Zoo veel roems aan den Krijger die zoo veel overwinning aan de Natie gaf, en zoo weinig - aan den Strijder die den dood en de zonde [4 TO ] heeft overwonnen, en voor altoos! Zoo veel tranen voor den bevestiger [? ] van een Koningrijk en zoo weinig voor den oprigter van het Koningrijk der Hemelen. Zoo veel prijze aan den hernieuwer [van] eene onvaste [? ] grondwet en zoo weinig voor den vestiger van den onomstootbare liefdewet van 't Evangelie. Zoo veel tranen in de natuurlijken dood [van] wat hij [ook] ware voor zijn onderdanen Zondaar was voor God, en zoo weinig voor Hen onnatuurlijken dood, van dien Eeuwigen reine [5 ra ] die niet noodig had gehad den dood te zien. Zoo veel wee om de dood op een ziekbed - zoo weinig om den marteldood op Golgotha - Christenen! Christinnen wat is U en mij, dat wij het mindere dus veel achten om het Meerdere

voorbij te zien. Christenen Christinnen dat het schril contrast U treffen moge omdat het een maal slechts een maal dus in actie met al de indrukwekkende magt van 't oogenblik U gewezen wordt. Christenen en Christinnen gedenkt doch dat we niet enkel [5™] meest van deze aarde zijn waar de Koningen der aarde regeren, maar dat we hier zijn om toebereid te worden voor het Rijk Gods waar diè Koning zetelt, die wij hier vergeten te eeren. O! ik wete het die Koning is niet door uiterlijk rouwgetoon te eeren of te dienen, geen krip om Uwe hoofden en geene katafalken in Uwe rouwzalen [? ] zullen hem eere [n? ], zullen hem opheffen [? ] maar toch, de stemming van een volk die de gedenkdag van zijn dood den ganschen [dag] aan gebed en boete en [6 r o] werken der Christelijke dankbaarheid wijdt die daarvoor de daarvoor de [2x] tijdelijke belangen vergeet, hare handelsbelangen laat, hare beroepspligten rusten laat die zulken dag wijdt en heiligt uiterlijk als innerlijk toont Hem den wil - en geeft zich zelf eene gemeenschap met Hem in Zijn dood - , die haar [? ] weldadig moet zijn na zóo veel gebeterd te hebben van een [...]

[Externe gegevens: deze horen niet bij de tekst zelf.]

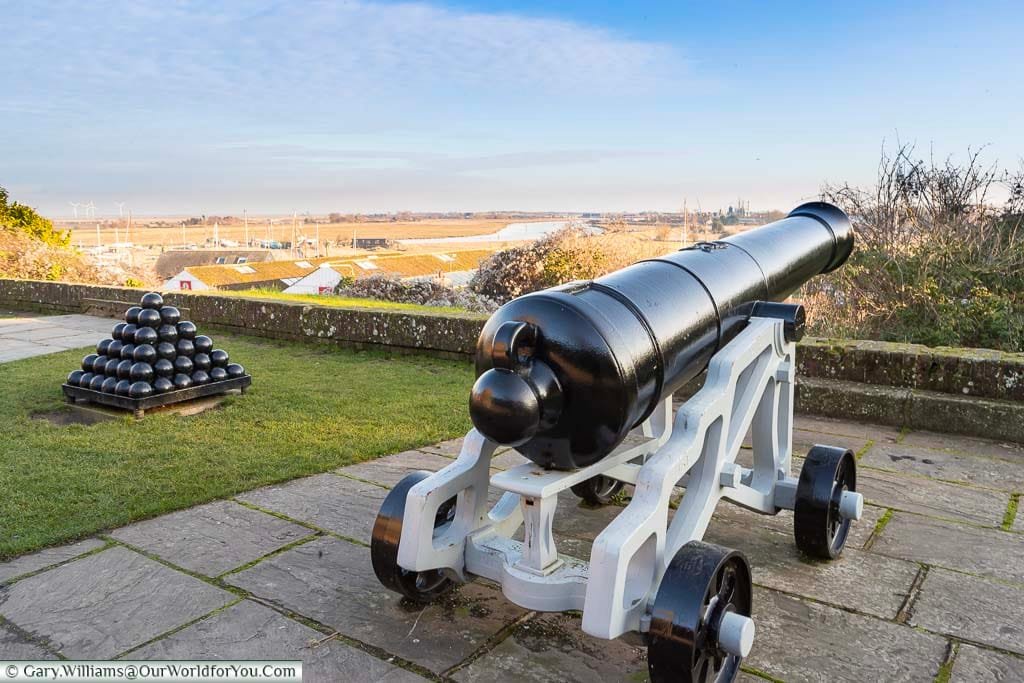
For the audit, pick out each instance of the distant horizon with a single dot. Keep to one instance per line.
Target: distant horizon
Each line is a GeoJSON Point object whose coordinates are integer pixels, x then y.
{"type": "Point", "coordinates": [414, 213]}
{"type": "Point", "coordinates": [381, 107]}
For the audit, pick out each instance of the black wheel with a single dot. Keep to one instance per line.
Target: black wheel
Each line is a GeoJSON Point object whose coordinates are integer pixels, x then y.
{"type": "Point", "coordinates": [819, 528]}
{"type": "Point", "coordinates": [417, 586]}
{"type": "Point", "coordinates": [598, 491]}
{"type": "Point", "coordinates": [702, 584]}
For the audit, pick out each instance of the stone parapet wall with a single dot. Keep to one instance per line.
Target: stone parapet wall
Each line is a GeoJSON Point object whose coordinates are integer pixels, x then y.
{"type": "Point", "coordinates": [967, 391]}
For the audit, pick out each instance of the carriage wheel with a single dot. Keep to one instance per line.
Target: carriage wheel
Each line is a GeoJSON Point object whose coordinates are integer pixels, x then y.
{"type": "Point", "coordinates": [819, 527]}
{"type": "Point", "coordinates": [417, 586]}
{"type": "Point", "coordinates": [697, 631]}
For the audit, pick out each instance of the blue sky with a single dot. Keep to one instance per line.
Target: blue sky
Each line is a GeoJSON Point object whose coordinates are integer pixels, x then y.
{"type": "Point", "coordinates": [279, 107]}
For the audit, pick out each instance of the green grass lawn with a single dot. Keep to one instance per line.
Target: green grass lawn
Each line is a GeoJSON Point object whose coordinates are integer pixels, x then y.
{"type": "Point", "coordinates": [336, 301]}
{"type": "Point", "coordinates": [310, 409]}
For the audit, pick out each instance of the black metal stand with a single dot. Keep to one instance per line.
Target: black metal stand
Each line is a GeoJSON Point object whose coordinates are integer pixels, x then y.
{"type": "Point", "coordinates": [139, 406]}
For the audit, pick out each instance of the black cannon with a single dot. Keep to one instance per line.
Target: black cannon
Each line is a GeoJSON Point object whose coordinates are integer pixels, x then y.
{"type": "Point", "coordinates": [565, 374]}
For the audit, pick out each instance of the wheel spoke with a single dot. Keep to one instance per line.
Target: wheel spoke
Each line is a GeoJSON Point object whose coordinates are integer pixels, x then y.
{"type": "Point", "coordinates": [727, 587]}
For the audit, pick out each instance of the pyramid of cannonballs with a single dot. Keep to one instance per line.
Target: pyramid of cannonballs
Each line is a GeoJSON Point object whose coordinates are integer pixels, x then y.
{"type": "Point", "coordinates": [153, 351]}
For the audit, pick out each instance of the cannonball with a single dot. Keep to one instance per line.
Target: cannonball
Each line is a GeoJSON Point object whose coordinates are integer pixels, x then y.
{"type": "Point", "coordinates": [139, 390]}
{"type": "Point", "coordinates": [186, 330]}
{"type": "Point", "coordinates": [203, 344]}
{"type": "Point", "coordinates": [148, 318]}
{"type": "Point", "coordinates": [170, 315]}
{"type": "Point", "coordinates": [183, 365]}
{"type": "Point", "coordinates": [131, 315]}
{"type": "Point", "coordinates": [202, 361]}
{"type": "Point", "coordinates": [162, 385]}
{"type": "Point", "coordinates": [145, 336]}
{"type": "Point", "coordinates": [164, 368]}
{"type": "Point", "coordinates": [185, 347]}
{"type": "Point", "coordinates": [141, 372]}
{"type": "Point", "coordinates": [167, 333]}
{"type": "Point", "coordinates": [144, 353]}
{"type": "Point", "coordinates": [128, 334]}
{"type": "Point", "coordinates": [124, 369]}
{"type": "Point", "coordinates": [166, 350]}
{"type": "Point", "coordinates": [152, 300]}
{"type": "Point", "coordinates": [99, 365]}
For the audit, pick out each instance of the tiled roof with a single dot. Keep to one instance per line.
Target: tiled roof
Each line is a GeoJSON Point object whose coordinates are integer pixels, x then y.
{"type": "Point", "coordinates": [412, 265]}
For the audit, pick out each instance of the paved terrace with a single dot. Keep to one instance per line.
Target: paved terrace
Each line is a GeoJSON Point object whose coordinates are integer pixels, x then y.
{"type": "Point", "coordinates": [931, 586]}
{"type": "Point", "coordinates": [27, 335]}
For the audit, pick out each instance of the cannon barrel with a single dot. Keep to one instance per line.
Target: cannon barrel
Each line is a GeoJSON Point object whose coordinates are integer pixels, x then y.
{"type": "Point", "coordinates": [564, 374]}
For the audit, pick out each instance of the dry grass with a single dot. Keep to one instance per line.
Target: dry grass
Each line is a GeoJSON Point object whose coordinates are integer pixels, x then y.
{"type": "Point", "coordinates": [282, 231]}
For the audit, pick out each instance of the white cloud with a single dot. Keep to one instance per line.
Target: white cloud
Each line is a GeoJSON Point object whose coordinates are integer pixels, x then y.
{"type": "Point", "coordinates": [347, 52]}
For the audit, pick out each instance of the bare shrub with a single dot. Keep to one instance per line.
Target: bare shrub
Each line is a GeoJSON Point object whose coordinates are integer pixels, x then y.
{"type": "Point", "coordinates": [936, 262]}
{"type": "Point", "coordinates": [564, 256]}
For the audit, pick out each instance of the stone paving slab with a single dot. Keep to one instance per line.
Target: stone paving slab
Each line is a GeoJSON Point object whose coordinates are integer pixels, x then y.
{"type": "Point", "coordinates": [25, 337]}
{"type": "Point", "coordinates": [967, 444]}
{"type": "Point", "coordinates": [798, 640]}
{"type": "Point", "coordinates": [982, 471]}
{"type": "Point", "coordinates": [972, 608]}
{"type": "Point", "coordinates": [11, 350]}
{"type": "Point", "coordinates": [552, 648]}
{"type": "Point", "coordinates": [776, 563]}
{"type": "Point", "coordinates": [821, 622]}
{"type": "Point", "coordinates": [44, 558]}
{"type": "Point", "coordinates": [331, 581]}
{"type": "Point", "coordinates": [989, 552]}
{"type": "Point", "coordinates": [13, 645]}
{"type": "Point", "coordinates": [212, 539]}
{"type": "Point", "coordinates": [250, 631]}
{"type": "Point", "coordinates": [334, 503]}
{"type": "Point", "coordinates": [977, 666]}
{"type": "Point", "coordinates": [863, 430]}
{"type": "Point", "coordinates": [929, 497]}
{"type": "Point", "coordinates": [390, 470]}
{"type": "Point", "coordinates": [103, 604]}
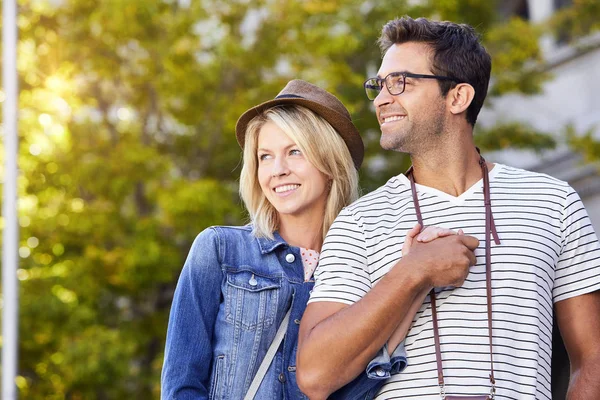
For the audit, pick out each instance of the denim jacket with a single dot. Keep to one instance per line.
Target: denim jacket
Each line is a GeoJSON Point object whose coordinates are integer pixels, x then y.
{"type": "Point", "coordinates": [232, 295]}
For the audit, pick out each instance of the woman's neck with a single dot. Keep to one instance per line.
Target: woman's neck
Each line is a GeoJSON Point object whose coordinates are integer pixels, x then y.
{"type": "Point", "coordinates": [302, 231]}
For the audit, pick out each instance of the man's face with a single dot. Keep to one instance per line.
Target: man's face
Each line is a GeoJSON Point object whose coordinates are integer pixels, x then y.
{"type": "Point", "coordinates": [412, 121]}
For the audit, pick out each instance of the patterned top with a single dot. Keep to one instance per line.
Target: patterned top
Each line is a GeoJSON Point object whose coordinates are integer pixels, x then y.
{"type": "Point", "coordinates": [310, 260]}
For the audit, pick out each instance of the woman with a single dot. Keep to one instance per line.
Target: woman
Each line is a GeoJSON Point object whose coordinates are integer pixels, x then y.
{"type": "Point", "coordinates": [301, 153]}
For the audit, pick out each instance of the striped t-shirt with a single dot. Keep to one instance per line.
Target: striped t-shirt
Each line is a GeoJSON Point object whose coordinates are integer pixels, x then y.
{"type": "Point", "coordinates": [548, 252]}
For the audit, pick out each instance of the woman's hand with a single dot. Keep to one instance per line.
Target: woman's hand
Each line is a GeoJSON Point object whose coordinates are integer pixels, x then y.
{"type": "Point", "coordinates": [428, 234]}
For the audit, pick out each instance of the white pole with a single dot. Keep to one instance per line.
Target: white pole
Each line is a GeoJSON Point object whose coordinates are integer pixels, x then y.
{"type": "Point", "coordinates": [9, 206]}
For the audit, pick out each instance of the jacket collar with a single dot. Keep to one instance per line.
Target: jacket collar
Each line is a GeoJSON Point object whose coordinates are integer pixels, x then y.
{"type": "Point", "coordinates": [269, 245]}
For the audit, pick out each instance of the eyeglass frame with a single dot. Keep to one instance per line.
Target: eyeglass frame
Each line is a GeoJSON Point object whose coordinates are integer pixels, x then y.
{"type": "Point", "coordinates": [405, 75]}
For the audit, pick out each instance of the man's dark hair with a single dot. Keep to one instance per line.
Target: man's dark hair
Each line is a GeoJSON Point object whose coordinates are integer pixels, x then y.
{"type": "Point", "coordinates": [457, 53]}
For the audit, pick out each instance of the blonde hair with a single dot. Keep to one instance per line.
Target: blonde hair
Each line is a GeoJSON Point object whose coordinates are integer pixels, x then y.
{"type": "Point", "coordinates": [323, 147]}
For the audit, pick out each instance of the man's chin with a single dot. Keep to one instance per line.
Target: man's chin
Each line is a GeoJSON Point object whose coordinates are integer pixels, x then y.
{"type": "Point", "coordinates": [393, 145]}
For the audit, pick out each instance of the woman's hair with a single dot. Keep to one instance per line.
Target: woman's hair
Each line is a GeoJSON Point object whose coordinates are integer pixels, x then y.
{"type": "Point", "coordinates": [322, 146]}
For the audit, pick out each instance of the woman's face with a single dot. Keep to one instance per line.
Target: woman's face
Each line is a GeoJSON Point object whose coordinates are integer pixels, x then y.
{"type": "Point", "coordinates": [291, 184]}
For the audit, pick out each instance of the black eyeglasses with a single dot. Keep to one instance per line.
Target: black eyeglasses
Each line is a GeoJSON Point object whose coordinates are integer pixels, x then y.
{"type": "Point", "coordinates": [396, 82]}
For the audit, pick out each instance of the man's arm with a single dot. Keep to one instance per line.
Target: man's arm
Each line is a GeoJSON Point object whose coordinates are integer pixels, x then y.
{"type": "Point", "coordinates": [579, 322]}
{"type": "Point", "coordinates": [336, 341]}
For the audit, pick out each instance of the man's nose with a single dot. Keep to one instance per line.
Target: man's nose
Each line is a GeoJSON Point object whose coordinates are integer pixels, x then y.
{"type": "Point", "coordinates": [384, 97]}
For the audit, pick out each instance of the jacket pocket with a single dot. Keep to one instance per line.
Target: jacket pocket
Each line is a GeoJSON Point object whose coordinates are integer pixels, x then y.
{"type": "Point", "coordinates": [216, 384]}
{"type": "Point", "coordinates": [251, 299]}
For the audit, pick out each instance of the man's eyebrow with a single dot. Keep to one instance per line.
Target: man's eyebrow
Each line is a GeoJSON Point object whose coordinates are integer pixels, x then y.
{"type": "Point", "coordinates": [395, 72]}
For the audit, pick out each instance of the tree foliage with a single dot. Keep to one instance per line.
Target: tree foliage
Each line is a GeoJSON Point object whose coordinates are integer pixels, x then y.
{"type": "Point", "coordinates": [127, 151]}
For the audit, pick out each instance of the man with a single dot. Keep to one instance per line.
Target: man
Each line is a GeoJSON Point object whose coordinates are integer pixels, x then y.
{"type": "Point", "coordinates": [543, 250]}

Hier breekt het steeds gejaagdere en onduidelijkere handschrift af met nog een tweetal onleesbare woordjes, maar zelfs als de schrijfster de tekst voltooid en herzien had, zou dat ongetwijfeld niets wezenlijks hebben veranderd aan het typisch Toussaintiaanse karakter van 's Konings begrafenis.

Typisch Toussaintiaans allereerst is de moralistische reflectie op gebeurtenissen in heden en verleden, in dit geval op het contrast tussen het rouwmisbaar bij de begrafenis van Willem II en de veronachtzaming, twee dagen later, van Goede Vrijdag. Het was een voor die tijd gewaagde nevenstelling, die onvermijdelijk leidde tot een vergelijking, weliswaar in de schaduw van de majesteit van de dood, tussen een Koning der Nederlanden en de Koning der Koningen, een vergelijking bovendien, die voor een vorst van deze aarde nooit voordelig kon zijn. 14 Een overtuigde monarchist(e) uit 1849 zou daar niet licht toe gekomen zijn, maar dat was Toussaint ook niet. Zij verschilde in dit opzicht van Groen van Prinsterer, naar wiens staatkundige inzichten zij zich doorgaans richtte: 'mr. Gr[oen] en zijne partij vinden hem [ = Garibaldi] verschrikkelijk revolutionair en zouden Fransje Bomba wel te Napels, die suffe Bourbon wel weer op de Tuileriën willen zien, alleen uit liefde tot die legitimiteit die ik noch in de historie,

noch zelfs in den Bijbel onder de theocratie zie gehandhaafd'. 15

Zij schreef dit weliswaar in 1862, toen het onwaardige gedrag van Willem III het aanzien van de monarchie steeds meer schaadde, 16 maar ook principieel kon Toussaints negentiende-eeuwse hang naar nuttigheid weinig vrede hebben met een stelsel dat niet in eerste instantie berustte op persoonlijke verdienste.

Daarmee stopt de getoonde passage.